The European Parliament (EP) has accused French far-right candidate Marine Le Pen of misappropriating EU funds allocated for the payment of salaries for parliamentary assistants, using them for party work outside the framework of the EP. The putative fraud is now assumed to have cost the European Parliament nearly five million euros ($5.5 million), while former estimates ran at 1.9 million euros ($ 2.0 million euros, reports said.

Marine Le Pen's far right party National Front (FN) is said to have used EU funds in order to pay party work in France between 2012 and 2017, legal sources claim. A French lawyer working for the EU parliament named Patrick Maisonneuve confirmed to AFP that the sum in question amounted to 4,978,122 euros, which is twice the initial estimate.

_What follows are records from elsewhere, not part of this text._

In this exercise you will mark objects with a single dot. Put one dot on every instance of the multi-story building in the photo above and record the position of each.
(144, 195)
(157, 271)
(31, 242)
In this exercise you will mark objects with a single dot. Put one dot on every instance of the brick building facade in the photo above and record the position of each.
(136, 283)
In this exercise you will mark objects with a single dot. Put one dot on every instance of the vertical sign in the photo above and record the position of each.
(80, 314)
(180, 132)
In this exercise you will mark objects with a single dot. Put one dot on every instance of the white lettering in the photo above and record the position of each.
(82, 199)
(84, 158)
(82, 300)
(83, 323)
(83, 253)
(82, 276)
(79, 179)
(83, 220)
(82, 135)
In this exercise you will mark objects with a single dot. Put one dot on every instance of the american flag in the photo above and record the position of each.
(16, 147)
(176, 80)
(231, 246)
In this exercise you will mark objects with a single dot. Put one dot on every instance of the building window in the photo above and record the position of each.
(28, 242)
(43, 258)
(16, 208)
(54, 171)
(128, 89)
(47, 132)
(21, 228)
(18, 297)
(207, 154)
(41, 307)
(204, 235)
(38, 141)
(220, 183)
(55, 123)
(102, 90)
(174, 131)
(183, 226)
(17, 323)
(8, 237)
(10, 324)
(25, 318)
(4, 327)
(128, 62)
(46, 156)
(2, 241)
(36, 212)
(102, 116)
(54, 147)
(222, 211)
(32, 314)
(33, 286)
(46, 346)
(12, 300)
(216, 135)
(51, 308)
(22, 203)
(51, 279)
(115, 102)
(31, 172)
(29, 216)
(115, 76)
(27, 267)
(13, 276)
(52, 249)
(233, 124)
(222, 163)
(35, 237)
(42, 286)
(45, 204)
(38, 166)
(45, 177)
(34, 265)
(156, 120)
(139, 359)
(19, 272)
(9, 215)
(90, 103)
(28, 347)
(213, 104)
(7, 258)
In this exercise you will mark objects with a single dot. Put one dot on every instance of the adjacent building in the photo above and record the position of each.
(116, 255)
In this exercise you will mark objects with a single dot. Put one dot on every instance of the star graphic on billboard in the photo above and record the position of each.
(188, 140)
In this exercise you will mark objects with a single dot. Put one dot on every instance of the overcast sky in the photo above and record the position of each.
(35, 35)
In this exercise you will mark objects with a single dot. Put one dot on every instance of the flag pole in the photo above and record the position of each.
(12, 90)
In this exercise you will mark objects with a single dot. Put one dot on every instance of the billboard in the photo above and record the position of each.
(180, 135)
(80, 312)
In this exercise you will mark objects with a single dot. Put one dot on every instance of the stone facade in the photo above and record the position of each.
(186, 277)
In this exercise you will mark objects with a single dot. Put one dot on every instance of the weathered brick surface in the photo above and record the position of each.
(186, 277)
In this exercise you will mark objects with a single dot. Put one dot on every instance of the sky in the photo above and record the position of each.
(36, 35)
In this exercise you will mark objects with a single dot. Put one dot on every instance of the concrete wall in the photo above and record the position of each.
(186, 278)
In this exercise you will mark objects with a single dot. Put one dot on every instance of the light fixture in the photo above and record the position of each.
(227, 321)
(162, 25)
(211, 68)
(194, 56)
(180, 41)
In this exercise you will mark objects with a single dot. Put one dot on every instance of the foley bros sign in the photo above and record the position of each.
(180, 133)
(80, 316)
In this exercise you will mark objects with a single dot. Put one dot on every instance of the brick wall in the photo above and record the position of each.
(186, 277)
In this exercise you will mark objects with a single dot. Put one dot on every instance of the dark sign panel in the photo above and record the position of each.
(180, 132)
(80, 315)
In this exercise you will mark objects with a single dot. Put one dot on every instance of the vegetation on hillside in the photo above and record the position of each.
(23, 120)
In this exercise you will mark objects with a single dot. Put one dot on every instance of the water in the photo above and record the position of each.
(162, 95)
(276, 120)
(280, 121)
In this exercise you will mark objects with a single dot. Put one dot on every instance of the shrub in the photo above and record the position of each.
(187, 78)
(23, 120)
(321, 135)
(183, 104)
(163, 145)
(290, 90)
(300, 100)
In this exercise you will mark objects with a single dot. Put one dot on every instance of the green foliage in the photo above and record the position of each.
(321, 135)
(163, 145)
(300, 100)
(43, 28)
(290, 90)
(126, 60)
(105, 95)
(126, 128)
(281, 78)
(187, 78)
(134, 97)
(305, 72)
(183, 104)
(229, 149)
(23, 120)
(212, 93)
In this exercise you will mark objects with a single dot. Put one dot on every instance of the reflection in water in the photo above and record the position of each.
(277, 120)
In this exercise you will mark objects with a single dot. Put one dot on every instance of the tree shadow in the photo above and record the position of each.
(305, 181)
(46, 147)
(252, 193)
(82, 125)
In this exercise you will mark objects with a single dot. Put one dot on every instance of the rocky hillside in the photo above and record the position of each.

The European Parliament believes that 17 FN representatives in the European Parliament, including Le Pen, used the money to pay assistants working on a national or regional level. In part, the money is said to have been spent upon fictitious employment.

The French satirical journal Le Canard Enchaîné had already revealed in its April 5 issue that an FN member working for a regional council of Nord-Pas de Calais in Lille, northern France, was suspected to have been paid out of EU funds while at the same time being active as elected councilor in the Provence region. Investigations reportedly concentrated on David Rachline, the campaign director for party leader Le Pen and mayor of Fréjus, a community in southeastern France.

Le Pen denies the allegations, portraying them as part of a political plot meant to harm her party in the race for the French parliamentary elections. Rachline spoke along the same lines, stating that the investigations bore the hallmark of a "political attack", targeting the presidential candidate and her campaign director.

"It's a good pretext to legally wiretap the campaign director of one of the opposition's leading figures", he told Reuters.

The allegations have now triggered legal investigations in France. Le Pen's chief of staff and another party official have been charged with concealment, and a French prosecutor is investigating the activities of the far-right party on the afore-mentioned regional council in northern France, according to a statement made on Tuesday by a judicial source.

However, the FN presidential candidate is not the only one to face allegations of corruption and fraud. In January, Le Canard Enchaîné had disclosed that conservative candidate Francois Fillon had paid his wife and two children for jobs they did not properly carry out.

Le Pen reached the second round of the French election past Sunday and now faces centrist candidate Emanuel Macron.